Estreia esta sexta-feira, em Portugal e nos Estados Unidos da América, em simultâneo, a sexta temporada da série House of Cards. É a temporada final, constituída por oito episódios, e à frente temos Robin Wright no papel de Claire Underwood, agora presidente dos EUA. O retomar da série, depois de um ano de interrupção, levou também ao retomar das acusações feitas a Kevin Spacey. Robin Wright diz ter mantido uma relação profissional com o actor e que não conhecia o homem, apenas o artista incrível que ele era. Além da acusação de assédio feita por Anthony Roger, uma acusação face a um episódio com 30 anos de existência, Kevin Spacey tem sido, desde então, alvo de escrutínio e outras acusações foram surgindo. Sinal dos tempos.

Mas esta não é mais uma crónica sobre o assédio e a discriminação, embora a tentação possa ser grande. Ser-me-á permitido um ligeiro desvio? O jornal The Guardian publicou esta semana um artigo que garante que para as mulheres ganharem o mesmo que os homens, o mundo terá de rodar muitíssimas vezes e, mesmo assim, a perspectiva de demora é de mais de 200 anos. Não será, por isso, no meu tempo, no tempo dos meus filhos, dos meus netos, dos meus bisnetos e por aí adiante.
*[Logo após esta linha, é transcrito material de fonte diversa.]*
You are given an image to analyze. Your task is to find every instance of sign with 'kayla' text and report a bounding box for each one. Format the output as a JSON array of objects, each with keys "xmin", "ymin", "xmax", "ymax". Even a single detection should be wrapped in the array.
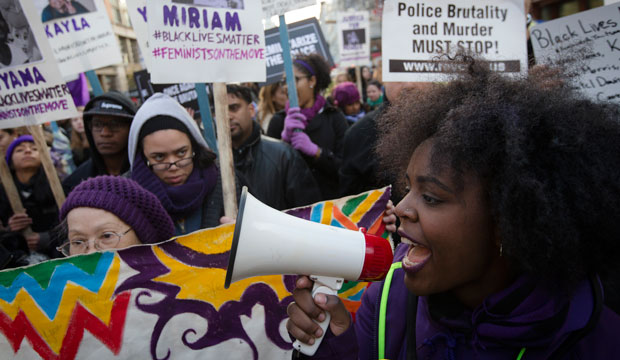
[
  {"xmin": 530, "ymin": 4, "xmax": 620, "ymax": 102},
  {"xmin": 33, "ymin": 0, "xmax": 123, "ymax": 76},
  {"xmin": 265, "ymin": 18, "xmax": 334, "ymax": 84},
  {"xmin": 0, "ymin": 0, "xmax": 77, "ymax": 129},
  {"xmin": 337, "ymin": 11, "xmax": 370, "ymax": 67},
  {"xmin": 382, "ymin": 0, "xmax": 527, "ymax": 81},
  {"xmin": 146, "ymin": 0, "xmax": 265, "ymax": 83}
]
Robin Wright, a magnífica actriz que contracenava com Kevin Spacey em The House of Cards, não era remunerada de forma igual e, além de ter tornado o facto público, lutou pela paridade salarial. Fim de desvio.

The House of Cards é ficção, já se sabe, contudo mostrou ao mundo uma perspectiva maléfica e esquematizada de poder que, no mundo real, parece estar a tomar proporções extraordinárias, escrevo extraordinárias no sentido de fora do “normal”. Não é apenas o que assistimos na Europa com a extrema-direita a retomar assentos onde os já tinha perdido, ou o 45º presidente dos Estados Unidos da América a vociferar disparates. É o Brasil que elegeu democraticamente alguém cujo discurso é perigoso. Mete medo. Se o poder se exercer com fundamentalismo e na crença de que se é “escolhido”, mesmo não sendo o mais classificado, o abuso sobre as pessoas e instituições é uma inevitabilidade. Algo que na série norte-americana está espelhado de forma brilhante. Não consigo já entender a ficção como apenas isso, o exercício da imaginação. Revejo as temporadas anteriores de The House of Cards e acho que tudo aquilo é possível: manipulação, deturpação, mentira, corrupção, assassinato. A verdade é que, como Dorothy no Feiticeiro de Oz, já não estamos no Kansas e o irreal tornou-se negro, negro como todos os retrocessos civilizacionais são negros. Onde estaremos daqui a dez anos? Talvez a seguir a The House of Cards surja outra série que nos mostra a vida real e a cores.